Warp has added a version of its artificial intelligence (AI) agent for writing code that integrates directly within a command line interface (CLI).
Company CEO Zach Lloyd said rather than working with AI agents within the context of an integrated development environment, Warp Code embeds AI agents with a CLI that is likely to prove more appealing to some developers and many DevOps engineers that prefer a traditional terminal-based coding experience.
Warp Code is based on the same agentic AI framework as Warp, an AI coding tool that is designed to generate code from natural language prompts in a way that provides more control and visibility into how code was developed, said Lloyd. Features such as code review and file editing enables a tighter feedback loop between developer and agent to create better code, he added.
It’s not clear to what degree application developers and software engineers are relying on AI coding tools, but while they improve productivity the code generated is often verbose and inefficient. Additionally, because application developers don’t have a deep understanding of how an AI tool constructed that code, it can be challenging to debug.
More challenging still, most of the large language models (LLMs) that are relied on to generate code were trained using examples of varying quality collected from across the web. As a result, the number of vulnerabilities being generated by AI coding tools is significant.
The only way to address those issues is to create a tighter inner loop workflow that enables developers and the AI agent to more iteratively develop applications in a way that makes it easier for human developers to provide constructive feedback to the AI agent, said Lloyd.
Each organization will need to determine what level of confidence to have in AI coding tools. In some cases, the quality of the code being generated might only be good enough to provide a place to refine it long before it ever makes it to a production environment. However, there are also going to be plenty of instances where the code created by an AI tool might be superior to what a junior or so-called citizen developer might have otherwise generated on their own. At this juncture, it’s not so much a question of whether application developers are going to use AI coding tools so much as it is to what degree.
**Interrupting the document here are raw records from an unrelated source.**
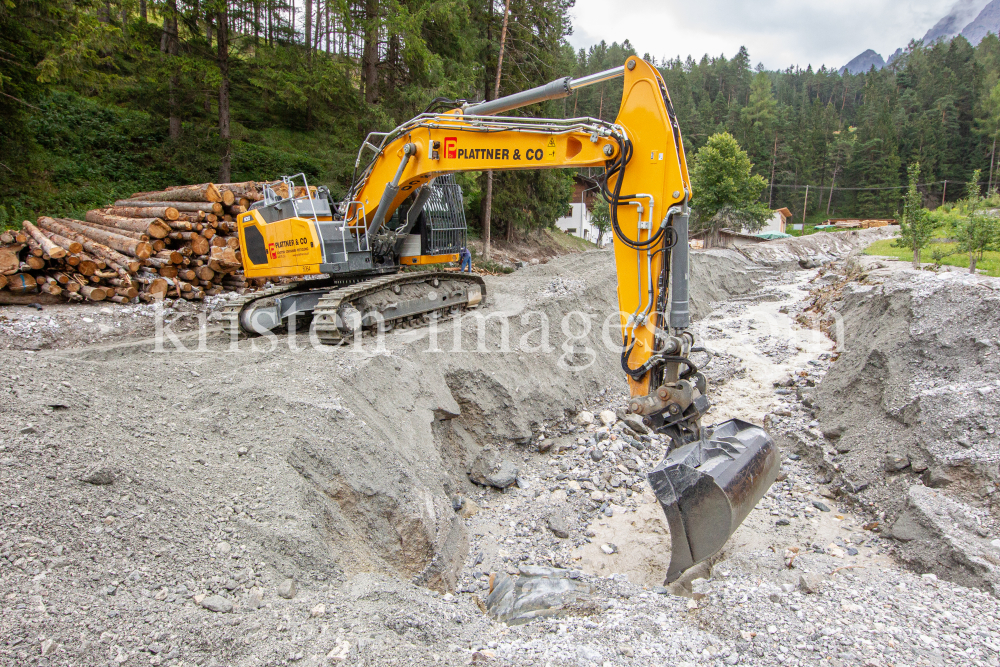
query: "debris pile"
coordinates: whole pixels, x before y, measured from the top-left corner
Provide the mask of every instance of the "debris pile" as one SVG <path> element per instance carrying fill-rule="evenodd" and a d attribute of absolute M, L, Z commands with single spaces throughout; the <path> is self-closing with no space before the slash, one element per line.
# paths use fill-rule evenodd
<path fill-rule="evenodd" d="M 263 198 L 261 186 L 177 186 L 135 193 L 84 220 L 25 220 L 0 234 L 0 289 L 127 303 L 260 287 L 242 274 L 235 216 Z"/>

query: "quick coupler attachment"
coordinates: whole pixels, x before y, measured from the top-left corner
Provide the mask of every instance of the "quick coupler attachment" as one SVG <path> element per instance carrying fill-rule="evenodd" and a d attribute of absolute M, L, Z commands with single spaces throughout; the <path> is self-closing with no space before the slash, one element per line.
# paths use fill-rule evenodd
<path fill-rule="evenodd" d="M 670 452 L 647 477 L 670 527 L 666 583 L 718 553 L 778 476 L 774 441 L 739 419 Z"/>

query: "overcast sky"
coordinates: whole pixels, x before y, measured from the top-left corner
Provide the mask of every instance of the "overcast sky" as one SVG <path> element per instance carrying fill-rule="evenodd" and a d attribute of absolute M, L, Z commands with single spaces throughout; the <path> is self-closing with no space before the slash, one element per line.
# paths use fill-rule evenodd
<path fill-rule="evenodd" d="M 971 2 L 975 0 L 966 0 Z M 920 38 L 955 0 L 576 0 L 573 46 L 631 40 L 639 55 L 731 57 L 740 46 L 768 69 L 840 67 L 865 49 L 888 58 Z M 964 3 L 963 3 L 964 4 Z M 986 5 L 986 0 L 977 2 Z"/>

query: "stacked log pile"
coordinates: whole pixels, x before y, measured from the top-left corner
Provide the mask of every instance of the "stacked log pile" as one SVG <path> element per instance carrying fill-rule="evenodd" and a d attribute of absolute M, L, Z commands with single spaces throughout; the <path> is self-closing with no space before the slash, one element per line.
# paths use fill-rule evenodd
<path fill-rule="evenodd" d="M 25 220 L 0 233 L 0 290 L 128 303 L 261 287 L 243 276 L 235 222 L 261 191 L 256 182 L 185 185 L 135 193 L 83 220 Z"/>

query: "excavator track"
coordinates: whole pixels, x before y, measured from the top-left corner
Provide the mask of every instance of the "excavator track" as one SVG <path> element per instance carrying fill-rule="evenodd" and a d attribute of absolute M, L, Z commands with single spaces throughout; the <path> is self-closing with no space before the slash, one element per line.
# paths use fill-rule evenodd
<path fill-rule="evenodd" d="M 275 285 L 274 287 L 269 287 L 265 290 L 249 292 L 238 299 L 230 301 L 226 304 L 225 308 L 219 311 L 219 321 L 222 323 L 223 331 L 228 333 L 230 336 L 237 336 L 240 333 L 251 334 L 251 332 L 244 330 L 240 325 L 240 313 L 242 313 L 247 306 L 257 301 L 270 299 L 271 297 L 286 294 L 288 292 L 295 292 L 306 286 L 307 284 L 305 282 Z"/>
<path fill-rule="evenodd" d="M 442 286 L 447 289 L 448 286 L 453 286 L 454 283 L 464 283 L 466 292 L 462 294 L 461 292 L 453 291 L 452 294 L 439 294 L 437 295 L 439 298 L 435 300 L 441 305 L 422 309 L 421 312 L 396 312 L 394 308 L 386 308 L 381 312 L 382 322 L 378 323 L 377 326 L 370 323 L 363 323 L 362 326 L 344 327 L 344 322 L 348 316 L 345 310 L 359 304 L 361 300 L 380 295 L 380 293 L 391 299 L 392 297 L 389 295 L 394 294 L 394 289 L 399 288 L 402 290 L 407 285 L 419 285 L 420 283 L 430 284 L 432 291 L 438 290 Z M 476 293 L 477 291 L 478 294 Z M 465 298 L 462 299 L 462 296 Z M 485 296 L 486 283 L 483 279 L 467 273 L 437 271 L 433 273 L 415 272 L 382 276 L 354 285 L 339 287 L 325 294 L 320 298 L 319 303 L 316 304 L 316 308 L 313 310 L 312 327 L 315 334 L 324 344 L 340 345 L 352 338 L 357 332 L 363 332 L 365 329 L 376 331 L 378 327 L 382 327 L 384 330 L 388 330 L 403 323 L 416 322 L 417 324 L 422 324 L 429 322 L 431 319 L 455 314 L 466 308 L 475 307 Z M 358 312 L 360 314 L 360 311 Z"/>
<path fill-rule="evenodd" d="M 393 291 L 394 289 L 398 288 L 399 291 L 402 291 L 405 286 L 420 285 L 421 283 L 429 284 L 430 289 L 428 292 L 436 291 L 442 285 L 445 286 L 446 290 L 438 295 L 442 297 L 437 301 L 437 303 L 441 304 L 440 306 L 435 304 L 434 307 L 421 308 L 419 312 L 403 311 L 398 313 L 396 309 L 387 307 L 381 309 L 381 322 L 376 326 L 371 326 L 367 323 L 351 328 L 342 326 L 345 315 L 344 309 L 360 305 L 362 300 L 373 297 L 381 296 L 391 301 L 395 298 L 396 293 Z M 458 292 L 453 289 L 452 293 L 448 294 L 447 287 L 454 287 L 455 283 L 464 284 L 466 290 Z M 245 294 L 226 304 L 219 312 L 219 321 L 222 324 L 223 330 L 230 336 L 236 336 L 241 333 L 248 336 L 255 336 L 258 335 L 257 332 L 248 330 L 241 321 L 242 316 L 249 308 L 274 297 L 324 288 L 329 291 L 320 297 L 319 302 L 313 310 L 312 326 L 316 336 L 326 345 L 340 345 L 353 338 L 359 332 L 363 334 L 365 331 L 377 331 L 379 327 L 382 327 L 383 330 L 389 330 L 404 323 L 407 325 L 414 323 L 422 324 L 429 322 L 431 319 L 446 317 L 457 311 L 475 307 L 486 295 L 486 284 L 479 276 L 446 271 L 392 274 L 367 280 L 361 279 L 346 285 L 330 284 L 327 281 L 306 280 L 287 283 L 285 285 L 275 285 L 265 290 Z M 476 294 L 476 288 L 478 288 L 478 295 Z M 463 298 L 454 298 L 459 296 Z M 391 306 L 393 304 L 386 305 Z M 358 314 L 361 315 L 361 311 L 358 311 Z"/>

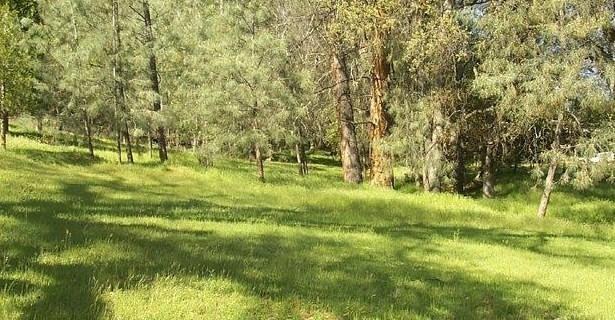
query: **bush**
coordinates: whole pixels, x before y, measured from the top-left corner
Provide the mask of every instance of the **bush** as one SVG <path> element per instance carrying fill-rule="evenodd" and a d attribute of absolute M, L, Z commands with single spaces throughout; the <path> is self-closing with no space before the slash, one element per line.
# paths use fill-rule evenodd
<path fill-rule="evenodd" d="M 210 168 L 214 165 L 216 151 L 216 148 L 211 145 L 203 145 L 195 149 L 194 155 L 201 166 Z"/>

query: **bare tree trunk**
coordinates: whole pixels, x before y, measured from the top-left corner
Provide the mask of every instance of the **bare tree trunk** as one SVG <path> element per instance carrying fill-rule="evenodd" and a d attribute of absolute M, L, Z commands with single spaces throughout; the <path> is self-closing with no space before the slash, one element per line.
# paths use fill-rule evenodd
<path fill-rule="evenodd" d="M 305 153 L 305 144 L 303 141 L 303 130 L 301 128 L 301 124 L 297 126 L 297 135 L 299 141 L 295 144 L 295 153 L 297 155 L 297 165 L 299 168 L 299 175 L 305 176 L 308 172 L 308 163 L 307 163 L 307 155 Z"/>
<path fill-rule="evenodd" d="M 42 115 L 36 116 L 36 132 L 39 135 L 43 134 L 43 116 Z"/>
<path fill-rule="evenodd" d="M 115 129 L 116 129 L 115 142 L 116 142 L 116 147 L 117 147 L 117 157 L 118 157 L 119 162 L 122 163 L 122 130 L 120 128 L 117 115 L 116 115 L 115 121 L 116 121 L 115 122 Z"/>
<path fill-rule="evenodd" d="M 154 30 L 152 28 L 152 17 L 150 14 L 149 1 L 143 1 L 143 20 L 145 23 L 145 41 L 149 47 L 149 78 L 151 82 L 152 91 L 156 97 L 154 98 L 153 109 L 156 112 L 162 110 L 162 102 L 160 99 L 160 79 L 158 74 L 158 62 L 156 60 L 156 53 L 154 52 Z M 167 138 L 165 135 L 164 126 L 159 125 L 156 128 L 158 134 L 158 156 L 160 162 L 165 162 L 169 159 L 169 153 L 167 151 Z"/>
<path fill-rule="evenodd" d="M 56 129 L 58 131 L 62 131 L 64 130 L 64 124 L 62 122 L 62 112 L 60 111 L 60 106 L 59 105 L 55 105 L 54 107 L 54 112 L 55 112 L 55 116 L 56 116 Z"/>
<path fill-rule="evenodd" d="M 425 143 L 425 169 L 423 186 L 426 192 L 438 193 L 442 191 L 442 165 L 444 152 L 442 151 L 442 139 L 444 135 L 443 116 L 440 108 L 435 108 L 432 114 L 431 131 L 429 139 Z"/>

In the meantime, DevOps teams would be well advised to continuously experiment with and test multiple AI coding tools. The pace of AI innovation continues to accelerate so a tool that only a few months ago might have only been able to reliably execute a few tasks might now be able to manage more complex workflows. The important thing is to make sure to validate the output being generated by these tools because, inevitably, mistakes will be made. The challenge is that far too many application developers are already trusting these tools too much, which ultimately leads to a lot more bad code that has to be, hopefully, weeded out a build before any of it is allowed to make it into a production environment.